J. E. Speers (Execution of)

J. E. Speers was hanged on May 27, 1892, in Magnolia (Columbia County) for the slaying of a Ouachita County timber man, a crime he claimed was committed in self-defense.

J. E. Speers was born in 1863 in St. Francis County. He married Annie Hutson, “a rustic beauty,” near Brinkley (Monroe County) twenty years later, and they would have five children, two of whom lived. Speers worked as a railroad engineer for some time, but by 1892 “for several years ha[d] been employed in various capacities about saw mills.” The Arkansas Gazette described him as “one of the Smith and Wesson gentry, and an all around tough.”

Speers was working at a mill near Camden (Ouachita County) as a night watchman for G. C. Hunt, “a prominent mill man in Ouachita County,” who fired him on June 30, 1893. Speers returned to the mill the next night to retrieve his lantern, and he and Hunt got into an argument, with Speers claiming that “Hunt attempted to draw a pistol when he (Speers) fired, killing him.” Speers “made no attempt to escape, and was arrested at the scene of the murder.”

Accused of murder despite his claim of self-defense, Speers received a change of venue to Columbia County. After a trial that lasted several days, and in which “most of the evidence was of a circumstantial nature,” the jury deliberated for less than ten minutes before finding Speers guilty of first-degree murder, the first time “a white man has been convicted here to hang for more than twenty years.” A judge sentenced him on February 27 to be executed on May 27, 1892, though Speers “still strongly denies his guilt, and insists his trial was an unfair one.” The condemned man was taken to the state penitentiary in Little Rock (Pulaski County) for safekeeping.

The judgement was appealed to the Supreme Court of Arkansas, which affirmed the sentence. Speers wrote Governor James P. Eagle on May 22 seeking a commutation because “I was fully impressed with the belief that Mr. Hunt…was about to take my life.” Eagle, assured that there was no doubt of Speers’s guilt, declined to commute the sentence.

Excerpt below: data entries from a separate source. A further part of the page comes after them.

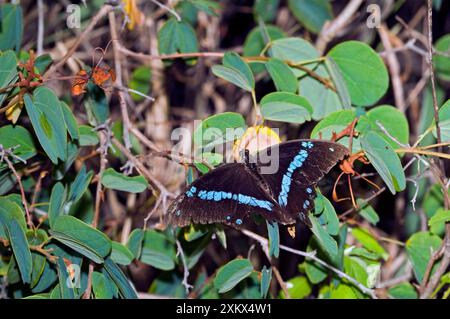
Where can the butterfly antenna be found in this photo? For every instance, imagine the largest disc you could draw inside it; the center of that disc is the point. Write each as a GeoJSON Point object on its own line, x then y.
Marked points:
{"type": "Point", "coordinates": [352, 132]}
{"type": "Point", "coordinates": [103, 52]}
{"type": "Point", "coordinates": [349, 178]}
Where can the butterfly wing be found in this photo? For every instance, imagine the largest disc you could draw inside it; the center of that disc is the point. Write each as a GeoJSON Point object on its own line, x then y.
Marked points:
{"type": "Point", "coordinates": [229, 194]}
{"type": "Point", "coordinates": [79, 83]}
{"type": "Point", "coordinates": [300, 165]}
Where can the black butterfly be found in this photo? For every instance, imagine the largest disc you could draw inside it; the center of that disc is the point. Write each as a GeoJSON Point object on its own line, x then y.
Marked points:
{"type": "Point", "coordinates": [231, 193]}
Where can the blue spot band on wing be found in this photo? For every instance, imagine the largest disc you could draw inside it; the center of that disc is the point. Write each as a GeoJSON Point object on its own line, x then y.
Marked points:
{"type": "Point", "coordinates": [297, 162]}
{"type": "Point", "coordinates": [240, 198]}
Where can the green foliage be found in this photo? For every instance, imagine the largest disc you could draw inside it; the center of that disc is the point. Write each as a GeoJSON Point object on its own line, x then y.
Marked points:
{"type": "Point", "coordinates": [364, 72]}
{"type": "Point", "coordinates": [11, 30]}
{"type": "Point", "coordinates": [115, 180]}
{"type": "Point", "coordinates": [312, 14]}
{"type": "Point", "coordinates": [286, 107]}
{"type": "Point", "coordinates": [229, 275]}
{"type": "Point", "coordinates": [54, 146]}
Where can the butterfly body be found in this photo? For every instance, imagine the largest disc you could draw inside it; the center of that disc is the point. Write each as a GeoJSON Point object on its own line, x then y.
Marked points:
{"type": "Point", "coordinates": [284, 193]}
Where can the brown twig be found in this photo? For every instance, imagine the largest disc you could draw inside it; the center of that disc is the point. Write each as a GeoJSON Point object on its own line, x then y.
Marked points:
{"type": "Point", "coordinates": [100, 14]}
{"type": "Point", "coordinates": [153, 182]}
{"type": "Point", "coordinates": [311, 255]}
{"type": "Point", "coordinates": [444, 251]}
{"type": "Point", "coordinates": [394, 68]}
{"type": "Point", "coordinates": [147, 57]}
{"type": "Point", "coordinates": [330, 29]}
{"type": "Point", "coordinates": [98, 199]}
{"type": "Point", "coordinates": [119, 81]}
{"type": "Point", "coordinates": [22, 191]}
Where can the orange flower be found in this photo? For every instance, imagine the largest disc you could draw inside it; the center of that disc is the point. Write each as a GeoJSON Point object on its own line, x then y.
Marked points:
{"type": "Point", "coordinates": [134, 15]}
{"type": "Point", "coordinates": [255, 138]}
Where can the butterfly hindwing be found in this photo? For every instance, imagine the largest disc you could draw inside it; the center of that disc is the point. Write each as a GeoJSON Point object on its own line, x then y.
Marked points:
{"type": "Point", "coordinates": [279, 186]}
{"type": "Point", "coordinates": [229, 194]}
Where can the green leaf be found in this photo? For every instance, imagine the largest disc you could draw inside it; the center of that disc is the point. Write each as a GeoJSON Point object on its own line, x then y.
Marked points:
{"type": "Point", "coordinates": [384, 159]}
{"type": "Point", "coordinates": [438, 220]}
{"type": "Point", "coordinates": [298, 287]}
{"type": "Point", "coordinates": [9, 211]}
{"type": "Point", "coordinates": [234, 61]}
{"type": "Point", "coordinates": [315, 272]}
{"type": "Point", "coordinates": [323, 238]}
{"type": "Point", "coordinates": [46, 280]}
{"type": "Point", "coordinates": [391, 119]}
{"type": "Point", "coordinates": [343, 292]}
{"type": "Point", "coordinates": [339, 83]}
{"type": "Point", "coordinates": [444, 122]}
{"type": "Point", "coordinates": [121, 281]}
{"type": "Point", "coordinates": [19, 245]}
{"type": "Point", "coordinates": [356, 269]}
{"type": "Point", "coordinates": [311, 13]}
{"type": "Point", "coordinates": [175, 36]}
{"type": "Point", "coordinates": [233, 76]}
{"type": "Point", "coordinates": [403, 291]}
{"type": "Point", "coordinates": [135, 241]}
{"type": "Point", "coordinates": [266, 9]}
{"type": "Point", "coordinates": [79, 186]}
{"type": "Point", "coordinates": [219, 128]}
{"type": "Point", "coordinates": [140, 81]}
{"type": "Point", "coordinates": [328, 214]}
{"type": "Point", "coordinates": [286, 107]}
{"type": "Point", "coordinates": [96, 104]}
{"type": "Point", "coordinates": [45, 113]}
{"type": "Point", "coordinates": [442, 62]}
{"type": "Point", "coordinates": [36, 238]}
{"type": "Point", "coordinates": [193, 232]}
{"type": "Point", "coordinates": [362, 252]}
{"type": "Point", "coordinates": [70, 121]}
{"type": "Point", "coordinates": [57, 198]}
{"type": "Point", "coordinates": [81, 237]}
{"type": "Point", "coordinates": [214, 159]}
{"type": "Point", "coordinates": [420, 248]}
{"type": "Point", "coordinates": [88, 137]}
{"type": "Point", "coordinates": [11, 27]}
{"type": "Point", "coordinates": [8, 71]}
{"type": "Point", "coordinates": [369, 242]}
{"type": "Point", "coordinates": [266, 277]}
{"type": "Point", "coordinates": [326, 101]}
{"type": "Point", "coordinates": [158, 251]}
{"type": "Point", "coordinates": [42, 62]}
{"type": "Point", "coordinates": [282, 75]}
{"type": "Point", "coordinates": [232, 273]}
{"type": "Point", "coordinates": [118, 181]}
{"type": "Point", "coordinates": [274, 238]}
{"type": "Point", "coordinates": [12, 136]}
{"type": "Point", "coordinates": [367, 212]}
{"type": "Point", "coordinates": [120, 254]}
{"type": "Point", "coordinates": [363, 70]}
{"type": "Point", "coordinates": [66, 287]}
{"type": "Point", "coordinates": [255, 42]}
{"type": "Point", "coordinates": [333, 123]}
{"type": "Point", "coordinates": [295, 50]}
{"type": "Point", "coordinates": [101, 286]}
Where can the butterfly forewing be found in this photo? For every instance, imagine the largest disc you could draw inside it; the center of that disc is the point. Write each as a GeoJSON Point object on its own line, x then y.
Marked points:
{"type": "Point", "coordinates": [292, 170]}
{"type": "Point", "coordinates": [229, 194]}
{"type": "Point", "coordinates": [278, 185]}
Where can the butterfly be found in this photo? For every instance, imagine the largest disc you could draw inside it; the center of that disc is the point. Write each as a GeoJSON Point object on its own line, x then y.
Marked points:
{"type": "Point", "coordinates": [99, 76]}
{"type": "Point", "coordinates": [232, 193]}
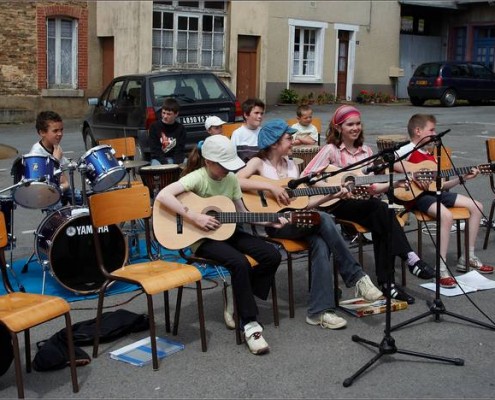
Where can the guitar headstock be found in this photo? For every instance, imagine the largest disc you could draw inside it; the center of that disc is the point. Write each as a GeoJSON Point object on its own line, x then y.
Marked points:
{"type": "Point", "coordinates": [487, 168]}
{"type": "Point", "coordinates": [360, 192]}
{"type": "Point", "coordinates": [304, 219]}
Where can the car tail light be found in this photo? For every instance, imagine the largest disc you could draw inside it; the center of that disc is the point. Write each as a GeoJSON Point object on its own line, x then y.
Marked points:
{"type": "Point", "coordinates": [238, 109]}
{"type": "Point", "coordinates": [150, 117]}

On the morning of May 27, Speers spent time praying with his spiritual advisor. His wife and children were allowed into the Columbia County jail to see him, and when they left at 1:00 p.m. several men gave money to the “penniless” widow. Speers declared himself “at peace with his Maker and nothing but the future welfare of his family was a source of any trouble to him.”

“The crowd was immense,” and “passes into the enclosure surrounding the scaffold were largely sought” when Speers was brought out of the jail. He spoke to the crowd for several minutes, and a Gazette correspondent wrote that “he seemed cool and his remarks were sensible and connected.”

After entering the enclosure, Speers was “firm and deliberate” until stepping on the gallows’ trap door, “which seemed to open suddenly to him and to give him a perfect realization of his awful doom, which caused him to break into violent weeping.” The trap opened at 2:00 p.m., “and in eight minutes the body hung motionless.”

For additional information:
Arkansas Democrat, February 29, 1892, p. 1.

“Convicted of Murder.” St. Louis [Missouri] Globe-Democrat, February 20, 1892, p. 3.

“Goes to the Gallows.” Arkansas Gazette, February 28, 1892, p. 6.

“Hanged.” Arkansas Democrat, May 28, 1892, p. 1.

“He Will Hang.” Arkansas Gazette, February 20, 1892, p. 1.

“To the Gallows.” Arkansas Democrat, May 26, 1892, p. 1.

“With Tears.” Arkansas Gazette, May 28, 1892, p. 3.